Рассказ

Жирная мохнатая муха ползла по букету сирени: деловито перебирая лапками, она прощупывала хоботком каждый цветок и продолжала путь. Под определённым углом тельце бликовало радугой разлитого керосина. Я засмотрелся. Иногда муха взлетала, кружилась по палате, напевая залихватское «бж-ж-ж-ж», и неизменно возвращалась обратно. Я хотел быть ей. Хотел быть насекомым, которое всю жизнь презирал. Теперь всё равно, кем быть, лишь бы снова чувствовать и управлять телом.

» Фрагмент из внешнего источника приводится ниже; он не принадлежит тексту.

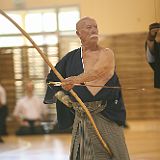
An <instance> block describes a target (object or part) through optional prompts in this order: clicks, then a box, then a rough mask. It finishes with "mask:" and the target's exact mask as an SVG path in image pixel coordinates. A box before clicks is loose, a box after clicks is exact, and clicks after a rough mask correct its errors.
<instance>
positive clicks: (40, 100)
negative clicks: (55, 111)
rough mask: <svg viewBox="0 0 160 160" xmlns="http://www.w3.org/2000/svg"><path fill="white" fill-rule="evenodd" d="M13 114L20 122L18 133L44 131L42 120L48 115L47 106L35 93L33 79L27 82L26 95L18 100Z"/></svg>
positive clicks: (15, 106) (26, 87) (34, 132)
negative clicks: (31, 80)
mask: <svg viewBox="0 0 160 160" xmlns="http://www.w3.org/2000/svg"><path fill="white" fill-rule="evenodd" d="M13 115H14V116H15V117H16V119H17V121H18V122H19V124H20V128H19V129H18V130H17V131H16V134H17V135H28V134H43V133H44V130H43V127H42V126H41V123H40V122H41V120H42V119H43V118H45V116H46V115H47V106H46V105H44V104H43V101H42V100H40V99H39V98H38V97H37V96H35V95H34V85H33V82H32V81H28V82H27V83H26V95H25V96H24V97H22V98H21V99H19V100H18V102H17V104H16V106H15V109H14V113H13Z"/></svg>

Я готов был поверить в знаки судьбы. Вчера всё говорило: «Вернись назад!» — но я настырно пёр на встречу с той, которой сегодня уже не нужен...

Палата на секунду разинула пасть, пропуская белый халат.

— Включу-ка я кондиционер. Жара сегодня нестерпимая. Плавимся на ходу, — деловито сообщила медсестра, ковыряя пульт.

— Не надо. Я её не чувствую.

— Всё равно легче будет.

— Не будет...

— Да брось! Молодой какой. Небось мой ровесник. Лет двадцать пять, да? Поверь, я и не такого насмотрелась. Безнадёжные ходить начинают!

— Перестань, не надо...

— Дело говорю! Меньше жалей себя!

— Ты вообще понимаешь, о чём говоришь? Я ничего не чувствую! Ничего! Ни тела, ни кожи. Я мёртв.

Я не хотел её обидеть. Но разве понять здоровому, что значит быть парализованным? Тела нет. Только мысли, много мыслей, злости и обиды. И желание уйти. Навсегда.

— Уйди отсюда! Вон! Зачем вообще припёрлась? И муху мою спугнула...

— Вон твоя муха бестолковая: о стекло бьётся. А открытая форточка совсем рядом.

Судьба мухи не на шутку волновала меня. Голова не слушалась, ровно как руки и ноги. Скосив оба глаза, я пытался посмотреть на неё, но не получалось.

Муха кружила по комнате: окно, потолок, букет сирени, — а потом исчезала где-то внизу. Появлялась — и снова пропадала. Медсестра вертела пульт.

— Наверно, батарейки сели. Схожу за новыми.

Мне было всё равно. Полёт мухи гипнотизировал, занимал все мысли. Минут на пять она замолчала. Снова прожужжала мимо. И снова: вправо-влево, влево-вправо. Наконец села на кончик носа. Устроилась на нём, как на диване, и смотрела в мои глаза, будто в них показывали фильм. Судя по всему, устроилась надолго.

Сначала нос чесался слегка, будто по нему водили колоском, но муха сделала всё, чтобы невозможно было терпеть. Она разминала мохнатые лапки, бегая от носа к глазам и обратно. Я пытался сдуть надоеду: вытягивал губы трубочкой и усиленно дул. Хоть бы что. От усилий лоб взмок.

Наконец вернулась медсестра. Я был рад ей: она спугнула мучительницу. Впервые со вчерашнего вечера я почувствовал себя немного счастливым.

«У-у-у-у-у» — с жутким завыванием заработал кондиционер, разгоняя вязкий воздух.

— Какое пекло! Ты что, поставила на тепло?

— Ты же ничего не чувствуешь? — улыбнулась медсестра и щёлкнула переключателем.

Прохладный ветер — быть может, ветер перемен? — ласково подул на меня.

— Всё устаканится, вот увидишь. Вон муха твоя билась, билась о стекло, а теперь догадалась подлететь к открытой форточке.

И правда: чёрное пятно мелькнуло в окне и исчезло.